I don’t know why I’m calling this a “claim,” really.
“Claim” implies that it’s some publication alleging that the NDA exists based on a shadowy anonymous source.
That’s not what this is. It’s the spokesman for the porn star herself, Jessica Drake, who’s alleging it — or who was alleging it, I should say.
“Jessica’s NDA blankets any and every mention of Trump, so she’s legally unable to comment,” her publicist, Josh Ortiz, informed The Daily Beast. “
Jessica signed a non-disclosure agreement after her allegations of misconduct, and she can’t do as much as peep his name publicly.”
Shortly after the Daily Beast published that, a panicky Ortiz contacted them again.
NDA? Who said anything about a NDA?
“I made an incorrect assumption due to a grave misunderstanding regarding Jessica Drake’s ability to speak or comment about matters relating to President Trump,” Ortiz said in a statement supplied by Drake’s lawyer, Gloria Allred.
“I have never been told directly, or indirectly, Jessica Drake signed a Non Disclosure Agreement or reached any settlement in regards to any interactions with President Trump.

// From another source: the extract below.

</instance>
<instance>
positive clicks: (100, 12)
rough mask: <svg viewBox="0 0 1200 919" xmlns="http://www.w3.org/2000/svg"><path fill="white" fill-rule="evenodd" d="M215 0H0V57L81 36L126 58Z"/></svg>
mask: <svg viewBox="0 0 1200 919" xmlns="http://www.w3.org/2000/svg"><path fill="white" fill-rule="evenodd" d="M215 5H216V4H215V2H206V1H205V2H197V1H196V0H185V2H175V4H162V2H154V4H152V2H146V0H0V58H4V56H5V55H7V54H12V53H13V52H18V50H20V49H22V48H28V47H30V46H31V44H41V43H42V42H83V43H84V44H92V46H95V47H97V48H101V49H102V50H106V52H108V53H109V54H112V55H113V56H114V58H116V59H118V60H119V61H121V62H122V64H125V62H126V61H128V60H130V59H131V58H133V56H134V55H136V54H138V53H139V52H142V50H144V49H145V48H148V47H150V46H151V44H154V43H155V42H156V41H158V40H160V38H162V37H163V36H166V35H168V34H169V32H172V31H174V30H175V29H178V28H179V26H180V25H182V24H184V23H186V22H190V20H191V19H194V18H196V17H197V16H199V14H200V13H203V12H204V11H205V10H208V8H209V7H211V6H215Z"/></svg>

My misunderstanding resulted in incorrect information being provided to The Daily Beast and undue stress to Jessica Drake, for which I am truly sorry.”

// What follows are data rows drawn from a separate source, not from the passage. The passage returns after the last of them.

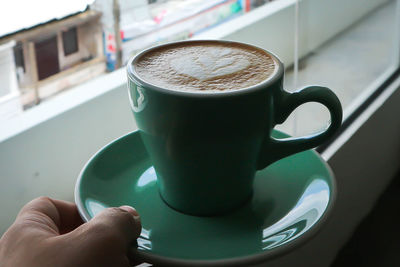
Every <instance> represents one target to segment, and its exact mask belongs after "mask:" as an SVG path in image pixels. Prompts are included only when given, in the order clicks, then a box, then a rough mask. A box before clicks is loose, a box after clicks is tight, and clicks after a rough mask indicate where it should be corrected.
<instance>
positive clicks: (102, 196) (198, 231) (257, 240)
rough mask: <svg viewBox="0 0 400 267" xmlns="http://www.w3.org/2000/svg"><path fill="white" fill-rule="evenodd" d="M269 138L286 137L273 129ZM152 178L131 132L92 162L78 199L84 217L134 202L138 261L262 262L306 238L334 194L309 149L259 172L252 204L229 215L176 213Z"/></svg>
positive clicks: (153, 172)
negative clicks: (272, 136) (161, 196)
mask: <svg viewBox="0 0 400 267" xmlns="http://www.w3.org/2000/svg"><path fill="white" fill-rule="evenodd" d="M274 137H275V138H285V137H287V135H284V134H282V133H279V132H277V131H274ZM157 182H158V181H157V177H156V174H155V171H154V167H153V165H152V162H151V160H150V157H149V154H148V153H147V151H146V149H145V146H144V144H143V142H142V140H141V138H140V135H139V133H138V132H133V133H131V134H128V135H126V136H124V137H122V138H119V139H117V140H116V141H114V142H112V143H110V144H109V145H107V146H105V147H104V148H103V149H101V150H100V151H99V152H98V153H97V154H96V155H94V156H93V157H92V158H91V159H90V160H89V162H88V163H87V164H86V166H85V167H84V168H83V170H82V172H81V174H80V177H79V179H78V181H77V184H76V189H75V200H76V203H77V205H78V209H79V212H80V214H81V215H82V218H83V219H84V220H85V221H88V220H90V219H91V218H93V216H95V215H96V214H97V213H98V212H100V211H101V210H103V209H104V208H106V207H113V206H117V207H118V206H121V205H131V206H133V207H135V208H136V209H137V210H138V212H139V213H140V215H141V220H142V227H143V228H142V233H141V236H140V238H139V239H138V241H137V244H138V246H137V247H134V248H133V250H134V253H135V254H136V257H137V258H138V259H141V260H144V261H146V262H150V263H153V264H156V265H157V264H160V265H162V266H164V265H170V266H217V265H220V266H234V265H248V264H253V263H258V262H262V261H265V260H267V259H268V258H271V257H274V256H276V255H278V254H281V253H284V252H287V251H289V250H291V249H293V248H295V247H296V246H298V245H299V244H301V243H303V242H304V241H306V240H308V239H309V238H310V237H311V236H312V235H313V234H315V233H316V231H317V230H318V229H319V228H320V227H321V224H322V222H323V221H324V220H325V219H326V217H327V214H328V213H329V211H330V210H331V208H332V205H333V202H334V198H335V180H334V177H333V175H332V173H331V171H330V168H329V167H328V165H327V164H326V163H325V162H324V161H323V160H322V159H321V158H320V157H319V156H318V155H317V153H315V152H314V151H311V150H309V151H305V152H301V153H298V154H295V155H292V156H290V157H287V158H285V159H282V160H280V161H278V162H275V163H274V164H272V165H271V166H269V167H268V168H266V169H264V170H262V171H259V172H257V173H256V175H255V181H254V185H253V186H252V190H253V191H254V193H253V195H252V198H251V199H250V201H248V202H247V203H246V204H245V205H242V206H241V207H239V208H238V209H236V210H235V211H234V212H232V213H229V214H226V215H220V216H213V217H198V216H191V215H187V214H184V213H180V212H178V211H176V210H174V209H172V208H170V207H169V206H168V205H166V204H165V202H164V201H163V200H162V199H161V197H160V194H159V192H158V187H157ZM230 189H231V185H230V183H227V184H226V185H225V190H230Z"/></svg>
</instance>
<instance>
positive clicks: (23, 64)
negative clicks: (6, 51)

He erroneously thought his client, an adult film star, had a nondisclosure agreement with the president of the United States.
Simple mistake, could happen to anyone.
Let me gently offer an alternate possibility: There’s an NDA, the NDA explicitly says that Drake and her spokesmen aren’t allowed to acknowledge the existence of the NDA, and Ortiz accidentally breached the agreement when he confirmed its existence in his first comment to the Daily Beast.
Then he tried to put the genie back in the bottle.
Jessica Drake is one of the women who accused Trump of misconduct before the 2016 election, although the misconduct in this case involved neither harassment nor assault.
She claims she met Trump in 2006, the same year he allegedly met Stephanie “Stormy Daniels” Clifford.
He invited her to his room (she went, but with two friends), they spent some time chatting, and eventually he contacted her by phone to offer her $10,000 for sex, or so she said at a press conference in October 2016.
Today, curiously, she’s completely unwilling to discuss anything having to do with Trump — although it’s certainly not because of any nondisclosure agreement, no sir.